Wednesday, August 05, 2009

Documents versus contextual information

Well.. Let me start by asking for your needs. If you say that its for legal purposes and is to be used for documentation together with a digital signature or strictly for printing I would tend to suggest the document approach. I any other case I would recommend storing you information in a contextual manner.

A document is basically a black box where you can dump your data. You can find your data by a folderpath and a filename. Thats basically what metadata you get for your document. For me I might as well put the document straight in the trashcan because I know I won't be able to find the document when I need it in a month when there are several versions of the document and a lot of documents have been written since.

The contextual information is different. I'm in particullar thinking of wikis. Here information is normalised to its 3rd degree, not being repeated. When you need the information somewhere you just make a reference to it.

It's an uneven match. Is your information to be used or are they just to be archived.


  1. To some extend I agree with you. Word documents, PDF documents, and images are examples of what researchers refer to as hypermedia dead-ends. Once you end up in such a document, you're stuck. A wiki, on the other hand, is an interlinked web of information, *possibly* normalized to 3NF. Unfortunately, all information must now exist within the wiki, and be expressed in its simple (compared to Word) markup language.

    Perhaps a middle ground would be to use a document-oriented database. With Couch DB, for instance, key/value pairs can be associated with a document, and version history retained. Pure document-oriented databases haven't really caught on, though. A SharePoint document library is probably the closest most people get to a document-oriented database.

    Key/value pairs in the form of columns are quickly added to a SharePoint document library. The problem with tagging -- used here in the broad sense meaning any manually entered metadata -- is that it's not utilized within an organization. Organizations are too small to leverage the crowd in the way Dan Bricklin explains in his The Cornucopia of the Commons essay.

  2. Hi Ronnie,

    I think the simple markup, is part of the reason for wiki's success. What you often see in large collection of word documents, is that people use different markup for the same semantic thing. In it's extreme people use different fonts, sizes, ... for headings. But also people change font sizes or colors in the middle of the text. It often looks like hell. In my experience it requires too much discipline to get everybody to strictly follow a template document. If *useble* templates even exists within an organization. To sum up, people cannot handle all the flexibility words gives them, so better put them in the wiki-markup straight jacket.

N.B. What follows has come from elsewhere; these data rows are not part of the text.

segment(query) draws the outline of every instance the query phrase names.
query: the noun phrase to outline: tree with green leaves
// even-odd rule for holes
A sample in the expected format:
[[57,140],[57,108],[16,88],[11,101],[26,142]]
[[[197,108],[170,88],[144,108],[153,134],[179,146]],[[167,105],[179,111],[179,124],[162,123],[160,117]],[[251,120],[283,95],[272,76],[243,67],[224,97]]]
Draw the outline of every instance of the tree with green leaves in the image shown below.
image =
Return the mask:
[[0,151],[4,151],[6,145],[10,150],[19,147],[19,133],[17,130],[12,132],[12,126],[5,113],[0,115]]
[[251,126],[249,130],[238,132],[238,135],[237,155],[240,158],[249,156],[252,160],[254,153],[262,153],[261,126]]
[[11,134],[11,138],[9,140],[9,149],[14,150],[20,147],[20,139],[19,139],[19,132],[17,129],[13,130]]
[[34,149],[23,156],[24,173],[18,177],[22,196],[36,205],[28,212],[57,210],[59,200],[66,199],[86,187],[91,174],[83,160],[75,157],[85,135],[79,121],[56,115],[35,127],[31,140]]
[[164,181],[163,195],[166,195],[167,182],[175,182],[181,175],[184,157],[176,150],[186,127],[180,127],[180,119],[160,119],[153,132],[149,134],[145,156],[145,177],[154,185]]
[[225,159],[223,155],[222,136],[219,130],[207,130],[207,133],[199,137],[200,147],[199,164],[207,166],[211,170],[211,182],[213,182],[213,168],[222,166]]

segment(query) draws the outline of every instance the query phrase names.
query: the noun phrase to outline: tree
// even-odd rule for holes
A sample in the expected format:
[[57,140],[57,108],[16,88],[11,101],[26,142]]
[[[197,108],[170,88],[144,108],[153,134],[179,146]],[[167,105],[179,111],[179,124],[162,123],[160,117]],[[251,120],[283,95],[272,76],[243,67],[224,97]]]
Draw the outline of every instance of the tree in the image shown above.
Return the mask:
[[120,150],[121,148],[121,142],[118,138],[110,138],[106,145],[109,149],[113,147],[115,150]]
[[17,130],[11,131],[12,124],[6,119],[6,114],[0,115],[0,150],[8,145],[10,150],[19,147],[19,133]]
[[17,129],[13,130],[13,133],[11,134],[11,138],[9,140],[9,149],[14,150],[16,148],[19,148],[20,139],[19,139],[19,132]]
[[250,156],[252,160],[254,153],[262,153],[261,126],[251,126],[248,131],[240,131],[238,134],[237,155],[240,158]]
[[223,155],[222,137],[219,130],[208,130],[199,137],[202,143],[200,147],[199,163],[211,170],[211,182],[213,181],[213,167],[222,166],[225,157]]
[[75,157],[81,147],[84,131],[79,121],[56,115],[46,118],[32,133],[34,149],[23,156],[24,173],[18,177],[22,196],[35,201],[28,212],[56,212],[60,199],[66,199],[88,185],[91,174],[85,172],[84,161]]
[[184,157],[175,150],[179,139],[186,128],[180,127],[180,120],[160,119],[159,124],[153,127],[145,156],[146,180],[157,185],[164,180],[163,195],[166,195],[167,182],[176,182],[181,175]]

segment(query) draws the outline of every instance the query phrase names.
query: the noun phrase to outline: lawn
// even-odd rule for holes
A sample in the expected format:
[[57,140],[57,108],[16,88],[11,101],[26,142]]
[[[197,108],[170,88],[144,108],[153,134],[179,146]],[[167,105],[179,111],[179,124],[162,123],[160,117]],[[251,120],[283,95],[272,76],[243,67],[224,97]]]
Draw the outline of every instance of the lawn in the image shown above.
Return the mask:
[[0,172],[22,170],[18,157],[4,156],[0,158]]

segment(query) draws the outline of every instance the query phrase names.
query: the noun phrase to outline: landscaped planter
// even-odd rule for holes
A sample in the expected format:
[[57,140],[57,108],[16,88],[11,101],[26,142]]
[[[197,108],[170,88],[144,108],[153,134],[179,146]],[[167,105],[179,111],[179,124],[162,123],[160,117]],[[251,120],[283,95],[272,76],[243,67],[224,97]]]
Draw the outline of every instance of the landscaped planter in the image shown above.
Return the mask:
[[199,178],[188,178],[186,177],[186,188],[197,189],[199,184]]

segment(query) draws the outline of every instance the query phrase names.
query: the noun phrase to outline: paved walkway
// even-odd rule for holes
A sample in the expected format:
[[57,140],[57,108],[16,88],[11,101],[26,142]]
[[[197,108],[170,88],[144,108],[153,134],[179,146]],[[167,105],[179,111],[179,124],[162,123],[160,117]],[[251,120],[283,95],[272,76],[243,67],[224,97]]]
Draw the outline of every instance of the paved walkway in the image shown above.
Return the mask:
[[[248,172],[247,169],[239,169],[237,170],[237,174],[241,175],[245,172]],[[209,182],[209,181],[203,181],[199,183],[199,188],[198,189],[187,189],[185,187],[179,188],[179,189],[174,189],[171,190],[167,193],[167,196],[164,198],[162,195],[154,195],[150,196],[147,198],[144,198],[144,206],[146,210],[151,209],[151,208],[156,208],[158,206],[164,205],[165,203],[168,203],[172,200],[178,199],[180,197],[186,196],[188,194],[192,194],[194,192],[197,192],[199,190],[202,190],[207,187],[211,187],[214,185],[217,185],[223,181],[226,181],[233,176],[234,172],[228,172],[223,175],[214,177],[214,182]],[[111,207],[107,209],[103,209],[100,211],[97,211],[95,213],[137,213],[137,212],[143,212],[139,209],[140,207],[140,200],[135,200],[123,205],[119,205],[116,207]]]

    Even if, you got a good templates, it is next to impossible to change the layout, as you got a ton of old documents, which keeps the old style. In a wiki it is different. As users usually express things like "this is a heading level 2", "this text is emphasized", ... then it becomes easy to change the layout of all documents at once.

    Also, how much markup do you really need? Besides tables I rarely miss any word features in wikis. Here I assume that images can be handled by your wiki.

    Though I do not know how much it is used, having simpler but fairly consistent markup, makes the job of internal company search engines easier. They can infer that a words marked with "emphasize" or "heading 2" is more important than un-marked-up text. To my knowledge, this is standard behavior for Internet wide search engines, so maybe internal search engines uses it too.

    Finally, using a wiki do not mean everything must go there. You can use a wiki for 95% of your documents, and put the rest in Word, when the wiki functionality is not good enough.